Architects: Dagli and Atelier d'architecture Year: 2020

Location: Bascharage – Luxembourg

Lead Architect: Türkan Nies-Dagli

Team: Mathias Eichhorn, Sebastian Müller, Gülin Orcan, Esther Jiménez Ruiz, Yigit Yalgin, Cana Somay Panayirci, Mariana Solano, Céline Stadler & Andrea González de Vega Buenaventura

Website: www.dagli.lu

Instagram: @dagli.lu

Vizualiser: Secchi Smith

Website: www.secchismith.com

Instagram: @secchi_smith

Status: Project


Dagli and atelier d’architecture were appointed to design a new residential street in Luxembourg. A project has to provide a scenario to allow life to grow on it. The new houses will be the envelopes where air, light and space are organized to create scenarios for new daily lives. These three principles are at the same time the only necessary elements of childhood, where nothing else was needed but a space and its elements to play and enjoy.

 

 

 

 

 

The main thought was to design a place where the inhabitants would feel as if they were in the street of their childhood.
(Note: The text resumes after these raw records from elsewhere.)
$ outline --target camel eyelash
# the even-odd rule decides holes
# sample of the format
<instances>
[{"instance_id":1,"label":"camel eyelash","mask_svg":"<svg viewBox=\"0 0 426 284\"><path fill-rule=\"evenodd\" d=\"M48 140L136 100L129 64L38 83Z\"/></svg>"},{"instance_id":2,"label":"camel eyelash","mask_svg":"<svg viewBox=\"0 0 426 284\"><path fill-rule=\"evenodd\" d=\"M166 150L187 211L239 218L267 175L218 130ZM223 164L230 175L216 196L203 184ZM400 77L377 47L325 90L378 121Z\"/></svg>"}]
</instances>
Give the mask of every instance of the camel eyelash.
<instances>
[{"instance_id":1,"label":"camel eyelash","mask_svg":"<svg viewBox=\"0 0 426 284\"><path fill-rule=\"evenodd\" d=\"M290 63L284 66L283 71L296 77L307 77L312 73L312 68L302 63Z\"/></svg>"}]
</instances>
The sense of security, the romantic vision of the life and the positive times; while engaging with the surrounded constructed houses of the site. We designed a new part of the city as a place to recreate the positive feelings of the childhood into the contemporary life stories of the new residents.

 

 

 

 

 

Within this framework, the new 17 buildings arrange the new public street. The expression of the dwellings and the plans variations are subordinated to the overall expression of the ensemble and the programmatic requirements. The project conjugates different types of buildings with similar organization and facade expression. It consists of two main residential types: apartment buildings and single-family houses. The housing units have been organized with the request of the client to maximize living space, resulting in a mix of 4 bed family houses, together with 1-4 bed apartments.

 

 

Some elements were considered to be integral to the scheme to offer a buffer zone between public and private space. The garages and the entrance doors introduce a new spatial dimension and also wood as a different material. Garages of single-family houses are cut-out pieces on a human scale that allow the friendly character of the street to be amplified. The atrium of the entrance stairs creates a podium that raises the ground level of the houses, separating it from the street, maintaining its connection to public space without compromising privacy. The planters attached to it are semi-public elements that help to create an overall expression of the context and at the same time introduce greenery in the street.

 

 

The facades of the different buildings are similar to generate the feeling of a whole neighbourhood. They are structured by framed windows creating depth and layers in a variable rhythm to give a more playful note to the ensemble. The new buildings maintain the scale and forms of the existing houses around but make a contemporary reinterpretation of the gable roof, the materials and the windows. We sought convergence of old and new, because a successful adaptation is also an effect of communicative networking.